One of the ways Barclays intends to change the culture is to alter the way bonuses are handed out in future. It is introducing a ‘balanced score card’ against the CEO’s five values and from what I gather, the impact is already being felt.

A more enlightened approach to recognition and reward goes hand-in-hand with a radical re-examination of how staff are treated, whether they feel engaged, trusted, and supported to do their best for customers. As the economy picks up, the issue of staff churn (which has abated during the economic downturn) will once more be on the radar, and it will become increasingly important to ensure your best performers feel valued.

With the help of good coaching and management, customer service staff at Barclays are moving beyond a transactional view of their job and focusing on the consequences of what they do and say (and don’t do or don’t say) and how it will make their customers feel not just about a particular agent but about the entire organisation and the brand.

In terms of the way performance is measured and agents are motivated and rewarded, this is surely a watershed moment. A shift away from purely technical numerical yardsticks to judge agent performance has long been mooted by our own Industry Council and Customer Experience Council as desirable aim but achieving it is far from easy and a pre-requisite is a willingness to innovate.

It also requires emphasising every individual’s capacity to make a difference to customers’ experiences and by extension to brand reputation. Clearly, a need for regulatory compliance (particularly in the financial services sector but not confined to that sector) dictates that some aspects of an interaction with customers and certain transactions must be carried out in a prescribed way, but that still leaves room for a differentiated and authentic human interaction.

After all, how do you ‘live’ brand values if you are restricted to a rigid script or set of behaviours? And can you really expect a customer to trust someone who sounds as though they are on auto-pilot? Authenticity is vital to foster trust and meaningful engagement.

The contact centre mentality of old means that there is a strong legacy of rigidity in the way agents are expected to do their jobs and of command-and-control systems to ensure that this happens. This is increasingly jarring modus operandi in today’s altered customer service landscape in which an empathetic service experience is expected whenever there is a need for human interaction.

A focus on the quality of interactions must be accompanied by a fresh look at the systems and IT environment in which agents operate to be sure that outmoded kit or systems which cannot ‘speak’ to each other do not stymie the birth of a brave new service culture.

It’s all very well taking a bold decision to scrap simplistic factors such as AHT as measures of success but as a business you will be no further forward if this results in ‘pass-the-parcel’ between agents because of system failings of inability to share knowledge easily. Trying customer patience in such a way will render them oblivious to your new value system.

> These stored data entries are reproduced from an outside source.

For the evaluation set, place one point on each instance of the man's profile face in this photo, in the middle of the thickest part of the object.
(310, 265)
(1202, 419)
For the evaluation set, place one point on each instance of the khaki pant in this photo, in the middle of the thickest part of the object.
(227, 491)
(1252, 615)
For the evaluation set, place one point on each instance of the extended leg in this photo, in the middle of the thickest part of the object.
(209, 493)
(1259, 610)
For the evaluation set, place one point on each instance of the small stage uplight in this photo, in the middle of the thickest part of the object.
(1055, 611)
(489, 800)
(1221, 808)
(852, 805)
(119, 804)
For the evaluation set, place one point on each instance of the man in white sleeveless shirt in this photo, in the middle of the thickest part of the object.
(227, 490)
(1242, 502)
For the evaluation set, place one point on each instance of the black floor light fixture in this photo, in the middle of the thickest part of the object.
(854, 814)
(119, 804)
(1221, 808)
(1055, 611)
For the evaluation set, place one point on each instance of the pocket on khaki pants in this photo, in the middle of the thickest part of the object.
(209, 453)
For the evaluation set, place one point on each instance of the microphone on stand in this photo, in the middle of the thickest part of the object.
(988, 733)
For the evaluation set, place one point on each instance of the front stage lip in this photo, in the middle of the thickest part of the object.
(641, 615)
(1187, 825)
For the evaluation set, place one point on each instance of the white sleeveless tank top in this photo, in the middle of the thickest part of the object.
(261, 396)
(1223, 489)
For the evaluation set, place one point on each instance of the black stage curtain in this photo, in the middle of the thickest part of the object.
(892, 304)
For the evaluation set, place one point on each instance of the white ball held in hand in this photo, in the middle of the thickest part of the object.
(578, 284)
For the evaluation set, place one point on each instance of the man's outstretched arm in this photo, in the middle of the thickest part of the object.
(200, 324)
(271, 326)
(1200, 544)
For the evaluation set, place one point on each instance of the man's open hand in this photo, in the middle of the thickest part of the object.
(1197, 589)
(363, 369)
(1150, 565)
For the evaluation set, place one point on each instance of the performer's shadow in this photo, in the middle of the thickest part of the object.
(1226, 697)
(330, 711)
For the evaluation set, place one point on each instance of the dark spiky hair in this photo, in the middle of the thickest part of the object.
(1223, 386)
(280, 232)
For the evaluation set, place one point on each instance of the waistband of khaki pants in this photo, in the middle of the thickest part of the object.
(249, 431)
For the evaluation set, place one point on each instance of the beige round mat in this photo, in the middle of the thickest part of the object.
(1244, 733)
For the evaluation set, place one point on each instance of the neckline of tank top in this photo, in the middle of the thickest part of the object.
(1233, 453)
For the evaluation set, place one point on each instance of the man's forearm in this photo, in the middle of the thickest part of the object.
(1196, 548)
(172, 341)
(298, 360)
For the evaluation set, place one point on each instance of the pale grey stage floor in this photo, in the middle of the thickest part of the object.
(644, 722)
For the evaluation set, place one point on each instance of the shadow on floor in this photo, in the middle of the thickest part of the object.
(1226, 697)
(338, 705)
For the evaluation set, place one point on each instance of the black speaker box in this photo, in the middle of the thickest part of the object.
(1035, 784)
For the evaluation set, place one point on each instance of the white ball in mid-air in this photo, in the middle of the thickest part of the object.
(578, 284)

It is precisely this need for ‘joined-up-thinking’ that runs as a leitmotif through every research paper we are currently compiling in the run-up to the formal launch of CCA’s new Research Institute.

Customer contact leaders have debated long and hard on how to inculcate a truly enterprise-wide customer-centric culture. It may have taken a crisis or a scandal to speed things up, but I dare to hope that this could herald a new era of maturity and trust.